I want to make one point only in relation to these amendments. It has been well said elsewhere that this is a Twitter-shaped Bill, but it is trying to apply itself to a much broader part of the internet than Twitter, or things like it. In particular, community-led services like Wikipedia, to which I have made reference before, operate on a totally different basis. The Bill seeks to create a facility whereby members of the public like you and me can, first, say that we want the provider to offer a facility for verifying those who might use their service, and secondly, for us, as members of the public, to be able to say we want to see material from only those verified accounts. However, the contributors to Wikipedia are not verified, because Wikipedia has no system to verify them, and therefore it would be impossible for Wikipedia, as a category 1 service, to be able to comply with this condition on its current model, which is a non-commercial, non-profit one, as noble Lords know from previous comments. It would not be able to operate this clause; it would have to say that either it is going to require every contributing editor to Wikipedia to be verified first in order to do so, which would be extremely onerous; or it would have to make it optional, which would be difficult, but lead to the bizarre conclusion that you could open an article on Wikipedia and find that some of its words or sentences were blocked, and you could not read them because those amendments to the article had been made by someone who had not been verified. Of course, putting a system in place to allow that absurd outcome would itself be an impossible burden on Wikipedia.
My complaint—as always, in a sense—about the Bill is that it misfires. Every time you touch it, it misfires in some way because it has not been properly thought through. It is perhaps trying to do too much across too broad a front, when it is clear that the concern of the Committee is much narrower than trying to bowdlerize Wikipedia articles. That is not the objective of anybody here, but it is what the Bill is tending to do.
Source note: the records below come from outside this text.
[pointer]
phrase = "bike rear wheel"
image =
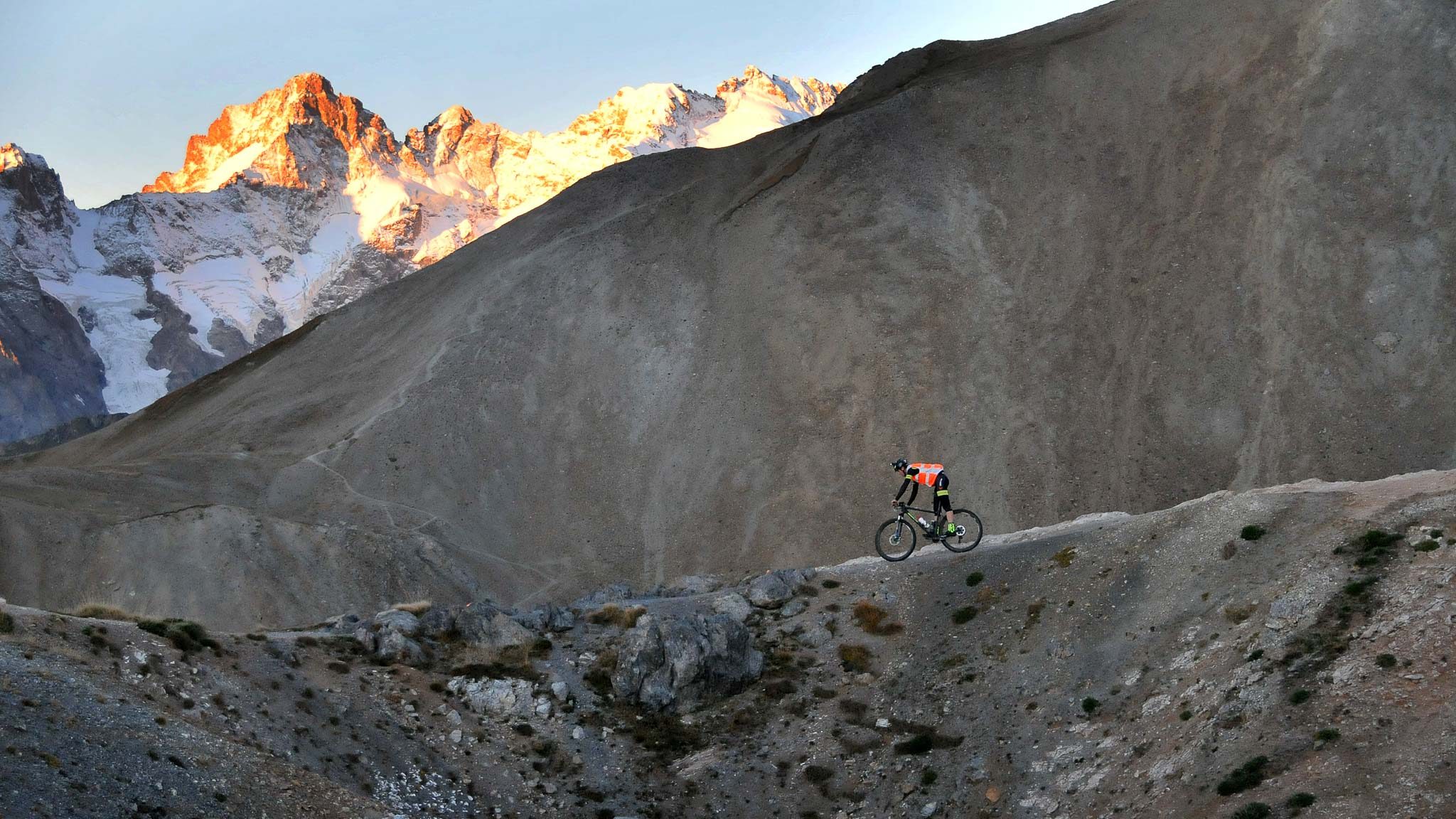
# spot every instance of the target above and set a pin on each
(968, 532)
(894, 541)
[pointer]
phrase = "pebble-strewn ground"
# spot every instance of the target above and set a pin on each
(1117, 666)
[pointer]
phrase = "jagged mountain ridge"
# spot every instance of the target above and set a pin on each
(291, 206)
(1140, 254)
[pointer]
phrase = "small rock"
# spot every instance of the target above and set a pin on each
(733, 605)
(794, 608)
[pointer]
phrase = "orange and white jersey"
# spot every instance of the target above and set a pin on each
(925, 473)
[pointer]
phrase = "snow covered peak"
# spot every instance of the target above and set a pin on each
(297, 136)
(15, 156)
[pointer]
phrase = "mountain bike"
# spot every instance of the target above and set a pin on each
(896, 538)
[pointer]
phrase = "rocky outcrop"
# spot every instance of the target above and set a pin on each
(675, 663)
(776, 588)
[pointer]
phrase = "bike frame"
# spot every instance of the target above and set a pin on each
(904, 515)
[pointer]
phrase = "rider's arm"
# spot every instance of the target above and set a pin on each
(911, 483)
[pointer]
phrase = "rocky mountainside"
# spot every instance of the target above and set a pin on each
(1157, 250)
(289, 208)
(1267, 653)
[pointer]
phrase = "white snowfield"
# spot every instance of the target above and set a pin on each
(294, 212)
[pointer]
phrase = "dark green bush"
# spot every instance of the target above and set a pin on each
(1253, 810)
(1244, 777)
(921, 744)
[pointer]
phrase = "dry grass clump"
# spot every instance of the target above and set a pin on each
(616, 616)
(855, 658)
(874, 620)
(104, 611)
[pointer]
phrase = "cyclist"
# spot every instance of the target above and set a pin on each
(932, 476)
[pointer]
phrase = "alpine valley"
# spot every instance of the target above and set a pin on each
(287, 208)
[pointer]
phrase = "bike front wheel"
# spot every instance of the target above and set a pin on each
(967, 532)
(894, 541)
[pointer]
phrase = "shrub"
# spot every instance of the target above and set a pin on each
(616, 616)
(919, 744)
(1302, 799)
(1244, 777)
(872, 620)
(1253, 810)
(184, 634)
(819, 774)
(855, 658)
(102, 611)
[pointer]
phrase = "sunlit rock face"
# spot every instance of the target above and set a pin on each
(291, 206)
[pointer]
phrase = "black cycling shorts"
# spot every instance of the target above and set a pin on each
(943, 502)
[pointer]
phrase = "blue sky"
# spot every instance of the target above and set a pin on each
(109, 92)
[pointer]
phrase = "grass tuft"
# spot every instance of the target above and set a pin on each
(102, 611)
(874, 620)
(616, 616)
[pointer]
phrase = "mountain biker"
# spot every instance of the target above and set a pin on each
(932, 476)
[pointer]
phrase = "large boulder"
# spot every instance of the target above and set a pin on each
(678, 663)
(398, 648)
(548, 619)
(776, 588)
(496, 697)
(393, 620)
(437, 623)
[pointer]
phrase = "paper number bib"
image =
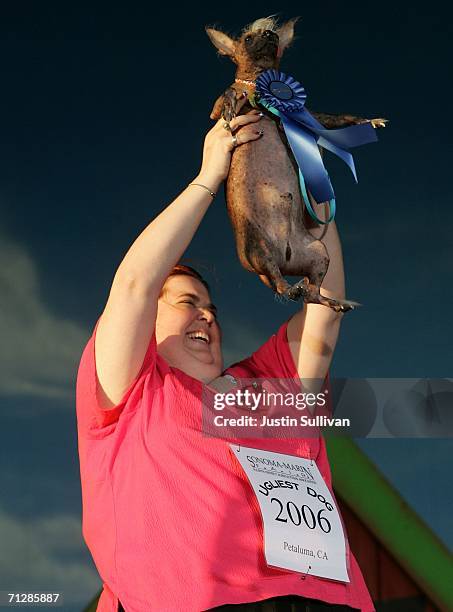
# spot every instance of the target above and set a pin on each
(302, 526)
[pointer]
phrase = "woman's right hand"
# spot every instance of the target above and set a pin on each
(220, 143)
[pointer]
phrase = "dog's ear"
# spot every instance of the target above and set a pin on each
(224, 44)
(286, 35)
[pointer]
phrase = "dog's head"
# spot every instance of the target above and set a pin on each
(260, 46)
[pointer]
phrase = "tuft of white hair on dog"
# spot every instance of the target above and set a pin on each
(264, 23)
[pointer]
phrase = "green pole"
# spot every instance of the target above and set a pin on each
(392, 521)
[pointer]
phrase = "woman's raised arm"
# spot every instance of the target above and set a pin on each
(128, 320)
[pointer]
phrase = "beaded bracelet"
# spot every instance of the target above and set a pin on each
(211, 193)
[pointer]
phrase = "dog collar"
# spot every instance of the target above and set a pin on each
(249, 83)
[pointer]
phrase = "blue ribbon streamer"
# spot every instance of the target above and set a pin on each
(285, 97)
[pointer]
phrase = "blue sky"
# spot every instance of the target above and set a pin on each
(103, 116)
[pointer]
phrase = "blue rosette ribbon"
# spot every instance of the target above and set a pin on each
(285, 97)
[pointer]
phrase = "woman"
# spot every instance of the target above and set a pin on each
(168, 514)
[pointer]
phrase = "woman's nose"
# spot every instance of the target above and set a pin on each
(207, 315)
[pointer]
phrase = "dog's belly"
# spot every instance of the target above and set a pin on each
(264, 201)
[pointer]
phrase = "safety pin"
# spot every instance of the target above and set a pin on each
(306, 574)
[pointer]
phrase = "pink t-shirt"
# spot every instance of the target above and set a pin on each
(168, 514)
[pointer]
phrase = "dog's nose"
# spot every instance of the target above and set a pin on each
(270, 35)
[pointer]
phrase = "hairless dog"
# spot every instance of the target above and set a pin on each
(263, 195)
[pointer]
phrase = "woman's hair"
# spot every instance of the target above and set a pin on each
(183, 270)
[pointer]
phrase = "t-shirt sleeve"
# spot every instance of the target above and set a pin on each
(91, 416)
(273, 359)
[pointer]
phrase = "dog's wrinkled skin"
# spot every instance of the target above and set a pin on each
(263, 195)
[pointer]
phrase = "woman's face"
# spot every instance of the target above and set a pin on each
(187, 333)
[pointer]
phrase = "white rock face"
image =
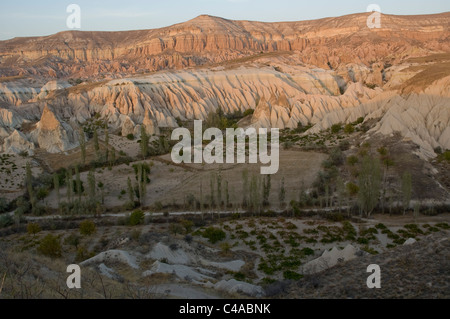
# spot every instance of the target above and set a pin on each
(112, 256)
(280, 99)
(329, 259)
(409, 241)
(17, 143)
(161, 251)
(50, 87)
(181, 271)
(234, 286)
(52, 134)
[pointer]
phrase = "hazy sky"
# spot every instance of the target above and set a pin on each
(44, 17)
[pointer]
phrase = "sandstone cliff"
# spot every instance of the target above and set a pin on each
(328, 42)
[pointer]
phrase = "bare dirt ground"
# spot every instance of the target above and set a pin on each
(420, 270)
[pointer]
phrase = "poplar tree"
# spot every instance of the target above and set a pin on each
(56, 186)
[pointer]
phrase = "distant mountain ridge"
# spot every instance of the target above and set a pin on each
(328, 42)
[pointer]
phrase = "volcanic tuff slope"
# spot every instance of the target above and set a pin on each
(363, 73)
(207, 39)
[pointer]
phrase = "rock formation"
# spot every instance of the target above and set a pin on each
(52, 134)
(326, 43)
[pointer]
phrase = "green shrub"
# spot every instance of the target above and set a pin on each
(352, 160)
(87, 227)
(72, 240)
(349, 129)
(442, 225)
(248, 112)
(50, 246)
(33, 228)
(352, 188)
(336, 128)
(290, 226)
(42, 193)
(363, 241)
(136, 218)
(6, 220)
(291, 275)
(307, 251)
(239, 276)
(214, 235)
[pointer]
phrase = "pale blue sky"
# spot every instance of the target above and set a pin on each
(34, 18)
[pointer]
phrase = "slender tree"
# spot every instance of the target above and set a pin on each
(96, 144)
(91, 185)
(245, 188)
(266, 190)
(82, 141)
(56, 187)
(78, 182)
(282, 194)
(211, 196)
(113, 156)
(69, 183)
(406, 190)
(219, 188)
(101, 187)
(107, 144)
(29, 184)
(201, 198)
(369, 184)
(340, 189)
(130, 191)
(144, 142)
(227, 195)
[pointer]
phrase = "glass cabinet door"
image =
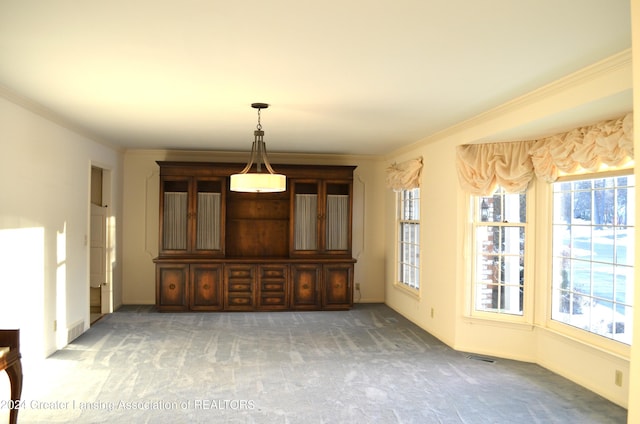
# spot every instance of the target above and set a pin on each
(175, 217)
(208, 215)
(321, 217)
(337, 217)
(305, 205)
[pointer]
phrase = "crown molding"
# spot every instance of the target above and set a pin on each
(53, 117)
(591, 73)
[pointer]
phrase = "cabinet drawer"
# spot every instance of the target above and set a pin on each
(239, 286)
(273, 286)
(277, 271)
(239, 272)
(239, 299)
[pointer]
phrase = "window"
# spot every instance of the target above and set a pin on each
(409, 237)
(593, 253)
(499, 226)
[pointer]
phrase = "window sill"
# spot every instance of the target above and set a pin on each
(415, 293)
(514, 323)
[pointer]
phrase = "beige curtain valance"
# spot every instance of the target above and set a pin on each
(404, 175)
(609, 142)
(482, 167)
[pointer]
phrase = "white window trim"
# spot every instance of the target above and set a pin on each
(527, 317)
(578, 335)
(399, 285)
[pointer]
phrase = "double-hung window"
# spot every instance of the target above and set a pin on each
(409, 237)
(498, 276)
(593, 254)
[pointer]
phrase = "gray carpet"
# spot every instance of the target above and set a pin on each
(367, 365)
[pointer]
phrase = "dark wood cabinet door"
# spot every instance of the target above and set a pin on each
(305, 286)
(171, 287)
(206, 287)
(338, 293)
(239, 282)
(272, 287)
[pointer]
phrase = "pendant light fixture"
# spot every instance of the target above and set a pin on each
(263, 180)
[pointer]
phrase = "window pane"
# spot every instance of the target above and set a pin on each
(499, 240)
(409, 237)
(593, 253)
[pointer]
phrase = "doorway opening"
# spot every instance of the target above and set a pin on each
(100, 292)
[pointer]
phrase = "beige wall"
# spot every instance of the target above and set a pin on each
(443, 232)
(634, 379)
(45, 183)
(141, 217)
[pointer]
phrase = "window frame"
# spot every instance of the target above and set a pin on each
(412, 286)
(475, 220)
(562, 327)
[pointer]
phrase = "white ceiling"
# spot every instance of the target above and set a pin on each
(341, 76)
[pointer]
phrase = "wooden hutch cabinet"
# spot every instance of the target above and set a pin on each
(227, 251)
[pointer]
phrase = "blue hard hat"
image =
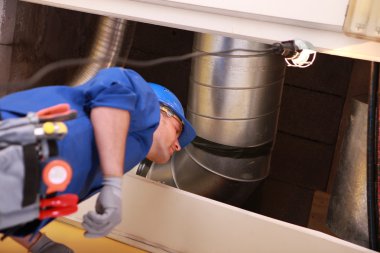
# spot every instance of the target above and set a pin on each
(168, 99)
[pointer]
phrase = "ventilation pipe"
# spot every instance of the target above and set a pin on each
(105, 49)
(234, 105)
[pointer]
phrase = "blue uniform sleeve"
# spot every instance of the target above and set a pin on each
(123, 89)
(111, 88)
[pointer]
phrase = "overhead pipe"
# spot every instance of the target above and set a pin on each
(234, 105)
(105, 50)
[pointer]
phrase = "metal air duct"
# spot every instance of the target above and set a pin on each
(233, 104)
(105, 49)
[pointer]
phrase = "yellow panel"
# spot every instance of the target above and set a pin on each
(73, 238)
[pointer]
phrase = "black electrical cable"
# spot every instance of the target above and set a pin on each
(133, 63)
(372, 207)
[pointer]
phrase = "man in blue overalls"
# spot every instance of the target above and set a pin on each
(121, 119)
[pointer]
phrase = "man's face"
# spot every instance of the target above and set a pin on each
(165, 139)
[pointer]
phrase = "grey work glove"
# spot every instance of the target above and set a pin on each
(107, 209)
(45, 245)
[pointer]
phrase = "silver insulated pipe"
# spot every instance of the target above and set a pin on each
(234, 105)
(105, 49)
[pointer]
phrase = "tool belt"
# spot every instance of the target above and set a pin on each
(31, 173)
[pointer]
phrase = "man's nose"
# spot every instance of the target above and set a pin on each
(177, 146)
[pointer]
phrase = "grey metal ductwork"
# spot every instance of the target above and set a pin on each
(105, 49)
(234, 106)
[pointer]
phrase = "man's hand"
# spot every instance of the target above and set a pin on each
(108, 209)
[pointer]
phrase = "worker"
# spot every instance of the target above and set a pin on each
(121, 119)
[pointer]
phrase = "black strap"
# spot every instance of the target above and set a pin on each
(230, 151)
(32, 178)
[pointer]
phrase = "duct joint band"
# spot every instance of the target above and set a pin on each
(232, 152)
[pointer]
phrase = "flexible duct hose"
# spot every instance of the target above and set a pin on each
(107, 44)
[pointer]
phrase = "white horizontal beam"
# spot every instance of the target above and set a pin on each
(324, 34)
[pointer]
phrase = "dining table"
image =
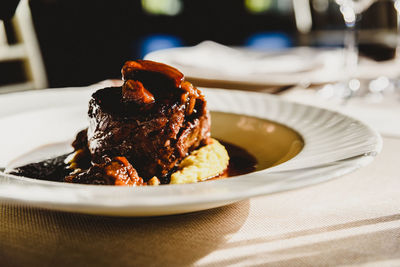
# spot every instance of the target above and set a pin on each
(353, 220)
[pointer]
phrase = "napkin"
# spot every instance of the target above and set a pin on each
(212, 61)
(216, 63)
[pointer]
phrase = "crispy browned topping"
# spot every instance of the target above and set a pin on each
(130, 69)
(135, 91)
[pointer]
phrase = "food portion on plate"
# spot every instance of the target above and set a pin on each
(153, 130)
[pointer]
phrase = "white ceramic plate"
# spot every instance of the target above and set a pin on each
(334, 145)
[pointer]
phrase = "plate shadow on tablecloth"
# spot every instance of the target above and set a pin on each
(33, 237)
(331, 248)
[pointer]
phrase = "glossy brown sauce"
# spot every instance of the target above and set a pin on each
(55, 169)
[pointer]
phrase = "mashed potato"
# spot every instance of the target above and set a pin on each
(206, 162)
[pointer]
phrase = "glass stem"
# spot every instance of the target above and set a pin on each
(351, 49)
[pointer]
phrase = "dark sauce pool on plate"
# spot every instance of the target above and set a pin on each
(56, 169)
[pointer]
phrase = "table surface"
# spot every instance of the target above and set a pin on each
(352, 220)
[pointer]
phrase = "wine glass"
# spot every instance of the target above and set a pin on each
(351, 11)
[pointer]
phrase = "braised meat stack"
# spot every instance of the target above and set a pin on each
(154, 120)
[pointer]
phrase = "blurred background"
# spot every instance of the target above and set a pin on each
(84, 42)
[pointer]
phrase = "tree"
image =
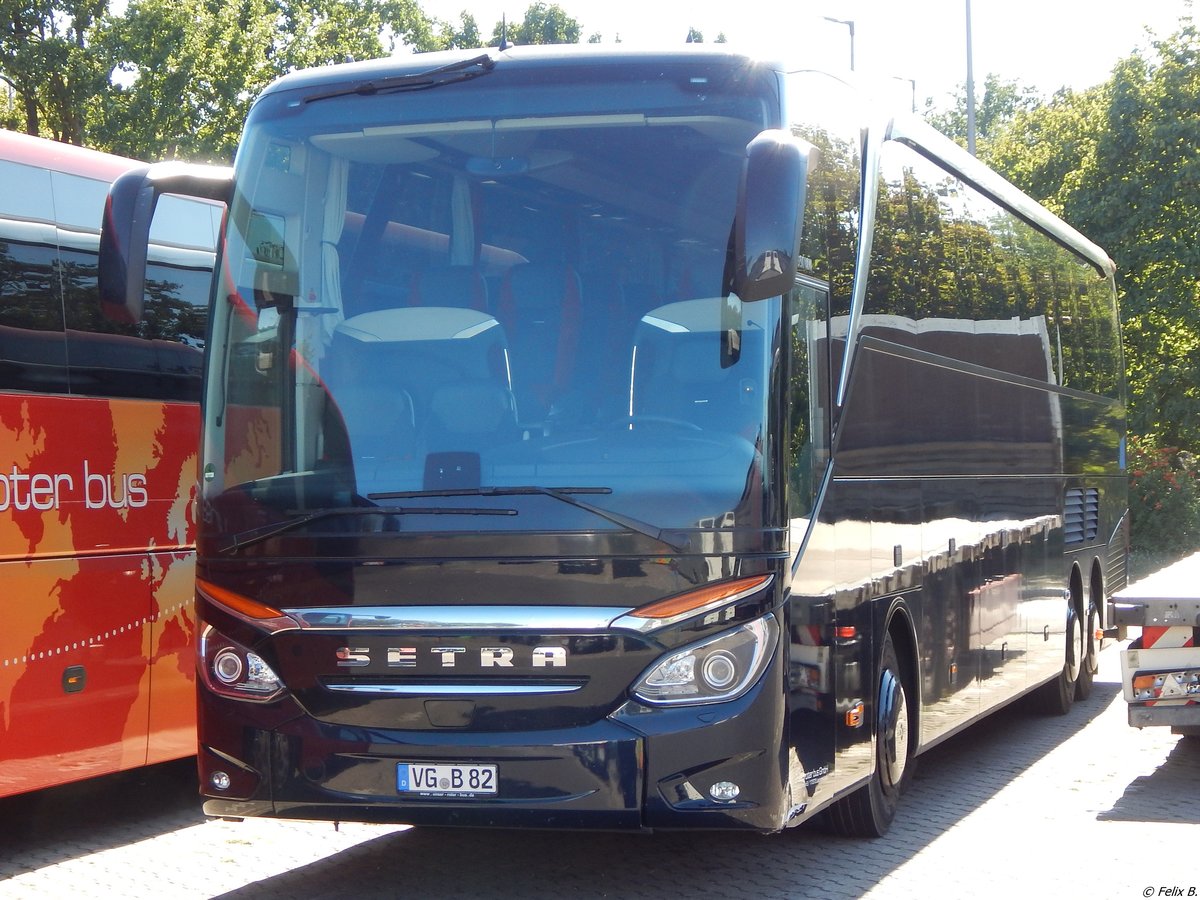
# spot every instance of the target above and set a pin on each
(1122, 163)
(544, 23)
(47, 61)
(211, 58)
(465, 36)
(1002, 100)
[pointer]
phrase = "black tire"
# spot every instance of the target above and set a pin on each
(1091, 661)
(1057, 696)
(868, 813)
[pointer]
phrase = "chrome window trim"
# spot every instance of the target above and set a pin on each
(475, 618)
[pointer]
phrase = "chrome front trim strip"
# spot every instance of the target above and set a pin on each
(442, 690)
(475, 618)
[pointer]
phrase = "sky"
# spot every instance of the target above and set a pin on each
(909, 48)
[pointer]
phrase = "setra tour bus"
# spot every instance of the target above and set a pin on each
(627, 439)
(99, 435)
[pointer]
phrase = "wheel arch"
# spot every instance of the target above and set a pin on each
(900, 624)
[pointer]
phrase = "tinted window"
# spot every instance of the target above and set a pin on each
(33, 355)
(955, 274)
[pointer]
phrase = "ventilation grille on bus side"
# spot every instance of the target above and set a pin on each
(1081, 515)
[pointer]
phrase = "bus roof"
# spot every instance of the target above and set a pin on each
(58, 156)
(534, 55)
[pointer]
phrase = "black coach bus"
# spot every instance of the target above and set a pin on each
(600, 438)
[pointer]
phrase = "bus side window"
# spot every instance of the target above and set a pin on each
(160, 358)
(33, 349)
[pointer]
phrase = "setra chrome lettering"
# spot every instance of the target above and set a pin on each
(450, 657)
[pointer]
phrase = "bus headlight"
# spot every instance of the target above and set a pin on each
(711, 671)
(232, 671)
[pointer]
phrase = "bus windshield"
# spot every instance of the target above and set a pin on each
(493, 307)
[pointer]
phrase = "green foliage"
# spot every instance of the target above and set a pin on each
(1001, 102)
(544, 23)
(1122, 163)
(1164, 499)
(175, 79)
(46, 60)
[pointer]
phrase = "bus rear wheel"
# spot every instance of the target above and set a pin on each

I will conclude by saying—I invite my noble friend to comment on this if he wishes; I think he will have to comment on it at some stage—that in reply to an earlier Committee debate, I heard him say somewhat
tentatively that he did not think that Wikipedia would qualify as a category 1 service. I am not an advocate for Wikipedia; I am just a user. But we need to know what the Government’s view is on the question of Wikipedia and services like it. Wikipedia is the only community-led service, I think, of such a scale that it would potentially qualify as category 1 because of its size and reach.
If the Minister’s view is that Wikipedia would not qualify as a category 1 service—in which case, my amendments are irrelevant because it would not be caught by this clause—then he needs to say so. More than that, he needs to say on what basis it would not qualify as a category 1 service. Would it be on the face of the Bill? If not, would it be in the directions given by the Secretary of State to the regulator? Would it be a question of the regulator deciding whether it was a category 1 service? Obviously, if you are trying to run an operation such as Wikipedia with a future, you need to know which of those things it is. Do you have legal security against being determined as a category 1 provider or is it merely at the whim—that is not the right word; the decision—of the regulator in circumstances that may legitimately change? The regulator may have a good or bad reason for changing that determination later. You cannot run a business not knowing these things.
I put it to noble Lords that this clause needs very careful thinking through. If it is to apply to community-led services such as Wikipedia, it is an absurdity. If it is not to apply to them because what I think I heard my noble friend say pertains and they are not, in his view, a category 1 service, why are they not a category 1 service? What security do they have in knowing either way? I beg to move.